When he the Thames, the Danube, and the Nile,
Had stain'd with blood, Peace flourish'd in this isle;
And you alone may boast you never saw

Cæsar till now, and now can give him law,"

According to the stage directions, after the first act the King, Ptolemy, and Photinus should be discovered sitting and hearkening to a song, at the conclusion of which an antic dance of gipsies was presented; the second act was followed by another song, and chorus, by two Egyptian priests; after the third act, "to Cornelia asleep on a couch," Pompey's ghost sang eleven verses in recitative, succeeded by a military dance; at the end of the fourth act Cleopatra sat hearkening to a song of seven stanzas; on the conclusion of the fifth act the two Egyptian priests again appeared, and sang ten strophes, after which a grand masque was danced before Cæsar and Cleopatra. The epilogue, written by Sir Edward Dearing, concluded with the following lines, addressed to the audience :

"The sad Cornelia says, your gentler breath

Will force a smile, ev'n after Pompey's death;
She thought all passions buried in his urn,
But flattering hopes and trembling fears return.
Undone in Egypt, Thessaly, and Rome,
She yet in Ireland hopes a milder doom:
Nor from Iberian shores or Lybian sands,
Expects relief, but only from your hands.
Ev'n Cleopatra not content to have
The Universe, and Cæsar, too, her slave,

Forbears her throne, till you her right allow,—

'Tis less t' have rul'd the world, than pleas'd you."

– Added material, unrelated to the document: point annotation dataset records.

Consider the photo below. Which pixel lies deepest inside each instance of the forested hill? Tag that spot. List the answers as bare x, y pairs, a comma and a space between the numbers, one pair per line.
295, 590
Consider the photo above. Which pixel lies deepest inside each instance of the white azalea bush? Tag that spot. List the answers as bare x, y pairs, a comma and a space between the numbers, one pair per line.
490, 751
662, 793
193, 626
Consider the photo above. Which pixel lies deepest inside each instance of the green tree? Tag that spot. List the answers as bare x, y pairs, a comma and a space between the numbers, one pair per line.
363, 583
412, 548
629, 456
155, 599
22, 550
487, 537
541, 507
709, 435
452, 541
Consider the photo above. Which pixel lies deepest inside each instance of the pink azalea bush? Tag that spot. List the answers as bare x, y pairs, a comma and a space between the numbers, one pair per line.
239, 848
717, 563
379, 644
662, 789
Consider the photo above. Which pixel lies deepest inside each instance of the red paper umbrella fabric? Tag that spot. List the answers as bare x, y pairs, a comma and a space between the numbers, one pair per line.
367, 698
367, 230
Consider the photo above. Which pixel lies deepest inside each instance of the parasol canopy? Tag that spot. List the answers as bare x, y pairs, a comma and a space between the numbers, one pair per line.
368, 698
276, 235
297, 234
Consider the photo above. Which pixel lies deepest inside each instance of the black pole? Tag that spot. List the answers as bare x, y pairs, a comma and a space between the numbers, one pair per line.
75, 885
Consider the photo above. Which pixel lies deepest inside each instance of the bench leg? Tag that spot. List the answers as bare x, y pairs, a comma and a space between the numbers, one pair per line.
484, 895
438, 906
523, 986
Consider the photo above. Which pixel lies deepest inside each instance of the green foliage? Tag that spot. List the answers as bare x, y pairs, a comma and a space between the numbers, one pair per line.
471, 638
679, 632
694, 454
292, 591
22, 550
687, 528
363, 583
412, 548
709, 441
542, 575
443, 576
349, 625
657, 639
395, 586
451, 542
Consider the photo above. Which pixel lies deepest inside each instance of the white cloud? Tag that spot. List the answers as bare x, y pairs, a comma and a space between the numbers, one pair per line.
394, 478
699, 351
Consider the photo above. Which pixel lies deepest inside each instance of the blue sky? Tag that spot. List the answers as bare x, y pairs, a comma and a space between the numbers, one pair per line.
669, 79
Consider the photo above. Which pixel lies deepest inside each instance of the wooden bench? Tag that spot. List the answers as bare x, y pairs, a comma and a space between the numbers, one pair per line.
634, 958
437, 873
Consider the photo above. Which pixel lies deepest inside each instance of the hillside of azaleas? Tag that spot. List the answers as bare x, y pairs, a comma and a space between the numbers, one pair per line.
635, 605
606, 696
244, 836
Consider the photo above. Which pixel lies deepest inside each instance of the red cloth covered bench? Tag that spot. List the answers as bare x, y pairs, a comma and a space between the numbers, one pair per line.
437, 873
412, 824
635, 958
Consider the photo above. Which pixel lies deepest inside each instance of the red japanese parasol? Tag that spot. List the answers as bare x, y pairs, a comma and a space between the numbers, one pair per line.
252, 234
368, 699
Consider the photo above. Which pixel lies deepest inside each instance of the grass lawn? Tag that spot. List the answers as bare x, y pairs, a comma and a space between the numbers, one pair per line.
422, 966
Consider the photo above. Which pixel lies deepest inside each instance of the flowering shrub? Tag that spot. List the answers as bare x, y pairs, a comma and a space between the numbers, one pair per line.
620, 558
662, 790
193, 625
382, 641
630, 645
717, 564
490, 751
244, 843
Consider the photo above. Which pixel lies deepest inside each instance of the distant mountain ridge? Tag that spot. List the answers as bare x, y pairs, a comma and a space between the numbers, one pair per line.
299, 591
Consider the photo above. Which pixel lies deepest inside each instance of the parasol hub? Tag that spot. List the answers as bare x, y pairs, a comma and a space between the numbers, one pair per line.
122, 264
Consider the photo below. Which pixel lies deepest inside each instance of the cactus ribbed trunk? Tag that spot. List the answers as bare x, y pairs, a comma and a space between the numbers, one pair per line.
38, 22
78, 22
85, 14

The masque, dances, and tunes performed between the acts were composed by Ogilby, and the songs, written by

Mrs. Philips, appear to have been partly sung by the choristers of the adjacent cathedral, as, among the unpublished records of the Chapter of Christ Church, we find the following entry: “1662, Feb. 22. Mr. Lee, one of the stipendiarii of this church, having sung amongst the stage-players in the Play-house, to the dishonor of God's service and disgrace to the members and ministers of this church, is admonished that he do so no more."

From this period no notice of the Theatre occurs till 1671, on St. Stephen's day in which year, during the performance of the play of "Bartholomew Fair," the upper gallery, being overcrowded, gave way, killing three persons, and injuring several of the audience. Ogilby, being occupied at London in issuing several illustrated publications, could not have devoted much of his personal attention to the Dublin Theatre in the years immediately preceding his death in 1676. Thomas Stanley, his co-patentee, resigned in 1683 the Mastership of the Revels in Ireland, which was conferred in the same year on William Morgan, apparently the "Will Morgan" noticed by Antony Wood as the associate of Ogilby in producing the large Map of London, with other chorographical publications. In the archives of St. John's parish we find Morgan in 1671 assessed in thirty shillings "for the Play-house" in Smockalley; and "Morgan's Court" still exists on the southern side of the street.

Of the history of the Dublin Theatre from this period to the end of the wars between James and William, the details are not accessible; but that dramatic performances were continued here appears from some incidental statements in writings of the time. Thus, we are told that John, Lord Robarts, during his viceroyalty from September, 1669, to May, 1670, "stopped the public players, as well as other vicious persons ;" and in November, 1677, when news reached Dublin of the marriage of the Princess Mary to William of Orange, "the Duke of Ormond, Lord Lieutenant of this kingdom, and all

the nobility and gentry in town, met in great splendour at the Play, where there passed a general invitation of all the company to spend that evening at the Castle."

Among the players who performed at Smock-alley during this interval was Mr. Richards, excellent both in tragedy and comedy, with his brother-in-law, Joseph Ashbury. The latter had served in the army, was one of the officers who seized Dublin Castle for Charles II.; subsequently was appointed Lieutenant of the City Company of Infantry, and Gentleman of the retinue of the Duke of Ormond, Lord Lieutenant, with a reversion of the office of Master of the Revels in Ireland. At the conclusion of the war of the Revolution, Othello was performed at Smock-alley, chiefly by officers, the part of the Moor being acted by Wilks, and that of Iago by Ashbury. Three months subsequently, on the 23rd of March, 1691-2, on which day the war was proclaimed to be at an end, Smock-alley Theatre opened with a regular company, including Ashbury, Wilks, Booth, Keen, Estcourt, Norris, Griffith, Bowen, Cross, and Trefusis, "most of them eminently great in their different ways of acting." Robert Wilks held a Government appointment in Dublin, but the applause he received for his first performance of "Othello" at Smockalley "warmed him to so strong an inclination for the stage, that he immediately preferred it to all his other views in life, for he quitted his post, and with the first fair occasion came over to try his fortune in the then only company of actors in London. The person who supplied his post in Dublin, he told me," says Colley Cibber, "raised to himself a fortune of fifty thousand pounds." Wilks subsequently attained to the highest eminence in his profession, and became joint manager of the Haymarket and Drury-lane Theatres.

Viscount Sydney, while Lord Lieutenant, is stated, after having prorogued the Parliament of Ireland in 1692, to have promoted plays, sports, and interludes, to divert the attention of the people from the conduct of himself and his agents.